Je suis sûr qu’autour de cette table et vous auditeurs, vous avez déjà tous parcouru au moins une fois le Guinness book des records. Pour y figurer, le plus simple c’est de décliner un record déjà existant. Exemple : plutôt que de s’échiner à battre le record du temps passé debout sur une jambe, pourquoi ne pas parcourir la plus longue distance à cloche-pied et ensuite la plus longue distance en marchant sur les mains ? Puis la plus longue distance en marchant, en arrière, sur une main, droite puis gauche ?

Eh bien en politique, pour gagner, il faut toujours créer une catégorie dans laquelle établir un record. Rien ne sert, pour les frondeurs, d'être plus nombreux à chaque fois. Ils peuvent aussi rassembler le plus grand nombre de votes « contre ». Ou le plus grand nombre d’abstentions sur un vote de confiance : 31 le mois dernier. Ou le plus grand nombre d’abstentions sur un texte budgétaire : 39, la semaine dernière. Idées d'autres catégories : le plus grand nombre d'anciens ministres à s'abstenir ou de petits nouveaux à rejoindre les frondeurs.

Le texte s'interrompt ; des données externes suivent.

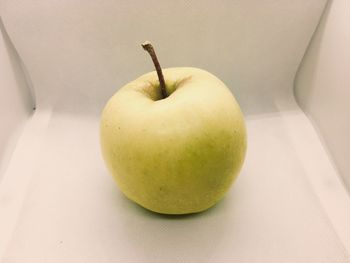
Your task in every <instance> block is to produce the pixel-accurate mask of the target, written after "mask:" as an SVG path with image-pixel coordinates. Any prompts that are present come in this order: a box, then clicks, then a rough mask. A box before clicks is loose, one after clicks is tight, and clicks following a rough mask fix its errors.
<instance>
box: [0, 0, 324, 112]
mask: <svg viewBox="0 0 350 263" xmlns="http://www.w3.org/2000/svg"><path fill="white" fill-rule="evenodd" d="M325 3H326V0H308V1H304V0H294V1H289V0H281V1H276V0H264V1H259V0H248V1H247V0H239V1H229V0H227V1H219V2H216V1H210V0H205V1H189V0H180V1H171V0H166V1H158V0H148V1H134V0H132V1H130V0H128V1H121V0H118V1H115V0H104V1H96V0H94V1H86V0H75V1H62V0H46V1H35V3H34V1H31V0H1V1H0V10H1V11H0V12H1V13H2V16H3V20H4V24H5V26H6V28H7V30H8V32H9V35H10V36H11V38H12V41H13V43H14V45H15V46H16V48H17V51H18V52H19V54H20V56H21V57H22V59H23V61H24V62H25V64H26V66H27V68H28V71H29V73H30V75H31V77H32V81H33V85H34V87H35V91H36V95H37V106H38V108H46V107H47V108H52V107H54V109H55V110H59V111H66V112H70V113H78V114H90V113H91V112H100V110H101V108H102V107H103V105H104V104H105V103H106V100H107V99H108V98H109V97H111V95H112V94H113V93H114V92H115V91H116V90H117V89H118V88H120V87H121V86H123V85H124V84H125V83H127V82H129V81H131V80H133V79H135V78H136V77H138V76H140V75H141V74H143V73H146V72H149V71H151V70H153V65H152V63H151V60H150V59H149V56H148V54H146V53H145V51H144V50H143V49H142V48H141V46H140V44H141V43H142V42H143V41H145V40H150V41H151V42H153V44H154V45H155V47H156V49H157V53H158V56H159V58H160V62H161V65H162V66H163V67H175V66H193V67H199V68H203V69H206V70H208V71H209V72H211V73H213V74H214V75H216V76H218V77H219V78H220V79H222V80H223V81H224V82H225V83H227V84H228V86H229V87H230V88H231V89H232V91H233V92H234V94H235V95H236V97H237V99H238V101H239V102H240V104H241V106H242V108H243V111H244V112H245V113H246V114H256V113H261V112H273V111H276V107H275V105H274V97H276V96H282V97H284V96H286V95H285V92H289V91H290V90H291V89H292V83H293V79H294V75H295V72H296V70H297V68H298V65H299V63H300V61H301V58H302V56H303V54H304V52H305V48H306V46H307V44H308V42H309V40H310V38H311V35H312V33H313V31H314V29H315V27H316V24H317V23H318V21H319V17H320V15H321V12H322V10H323V8H324V5H325ZM78 101H79V104H77V102H78Z"/></svg>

A l’Assemblée, comme dans le Guinness book, à tous les coups, on gagne.

Jusqu’à quand les frondeurs peuvent-ils gagner?

Tout dépend de la capacité d'organisation du camp d'en face, en l'occurrence de ceux que l'on appelle les légitimistes. Ceux-ci ne sont pas tous des partisans de Manuel Valls et de François Hollande. C'est bien plus contrasté que cela.

Parmi les adversaires des frondeurs, on trouve de tout. Des valsiens et des hollandais. Des réformateurs. Des députés disciplinés. D'autres élus depuis trois ou quatre mandats qui supportent mal le fossé générationnel entre les jeunes frondeurs et eux. J'en ai rencontré un la semaine dernière qui déteste tellement les frondeurs qu'il me les a assaisonnés pendant dix bonnes minutes dans des termes que je ne vous répéterai pas à une heure de si grande écoute. Et pourtant, lui aussi juge qu'il faut infléchir la politique menée. Un vrai petit discours de frondeur.

En fait, pour compter au plus juste, il faudrait, dans l’idéal, recenser les frondeurs, les légitimistes, les faux frondeurs et les faux légitimistes. A mon avis, mieux vaut encore marcher en arrière sur une seule main. C’est plus simple.